EDIT I forgot to mention, that when I said it always evaluates to null, I meant that my IDE - Intellij IDEA, is warning me that the if condition always evaluates to null. The following is the help that shows up in Intellij (with Ctrl-F1).

 Condition 'resp == null' is always 'true' less... (Ctrl+F1) 
 This inspection analyzes method control and data flow to report possible conditions that are always true or false, expressions whose value is statically proven to be constant, and situations that can lead to nullability contract violations.
 Variables, method parameters and return values marked as @Nullable or @NotNull are treated as nullable (or not-null, respectively) and used during the analysis to check nullability contracts, e.g. report possible NullPointerException errors.
More complex contracts can be defined using @Contract annotation, for example:
@Contract("_, null -> null") — method returns null if its second argument is null @Contract("_, null -> null; _, !null -> !null") — method returns null if its second argument is null and not-null otherwise @Contract("true -> fail") — a typical assertFalse method which throws an exception if true is passed to it 
The inspection can be configured to use custom @Nullable
@NotNull annotations (by default the ones from annotations.jar will be used)
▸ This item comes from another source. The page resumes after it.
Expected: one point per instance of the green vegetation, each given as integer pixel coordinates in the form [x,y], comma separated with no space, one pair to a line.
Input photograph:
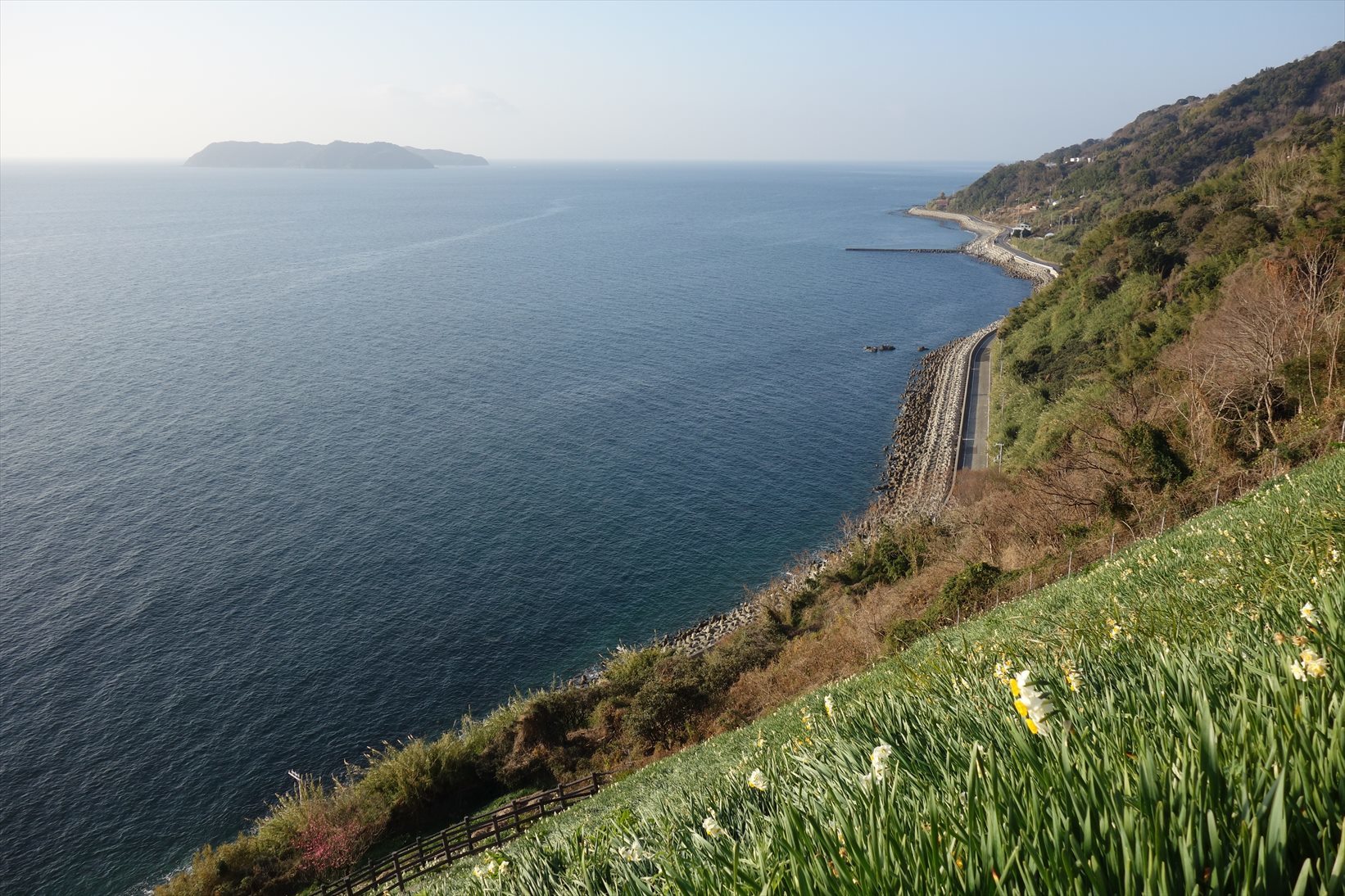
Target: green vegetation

EDIT 2 As it turns out, the code analysis is wrong, the value is non-null once run. Thank you everyone (including commentators) for sharing your insights and advice. Ultimately I inserted a logger.info with the value before the condition and everything seemed to work. The reason it seemed to stop working is because the graph server was running into timeouts.

This is normal behaviour. This call

apiClient.failSafeGet(pageUrl, getRetryCount());

throws the exception, so the value assignment to resp is never completed so in the finally block the value is null. So, either you method is always throwing an exception, or, if not, it is returning null at some point.

In your code:

try {
            resp = apiClient.failSafeGet(pageUrl, getRetryCount());
            break;
        }
        catch (MalformedJsonException e) {
            logger.info(String.format("The json was still broken after %d retries. Skipping this page and notifying listeners", getRetryCount()));
            for (Consumer<Integer> consumer: onSkipListenerList) {
                consumer.accept(batchSize); // inform each listener that we are skipping this many entries
            }
        }
        finally {.....

If resp = apiClient.failSafeGet(pageUrl, getRetryCount()); throws an exception, resp will be always null, because the program failed before assing the instance to resp.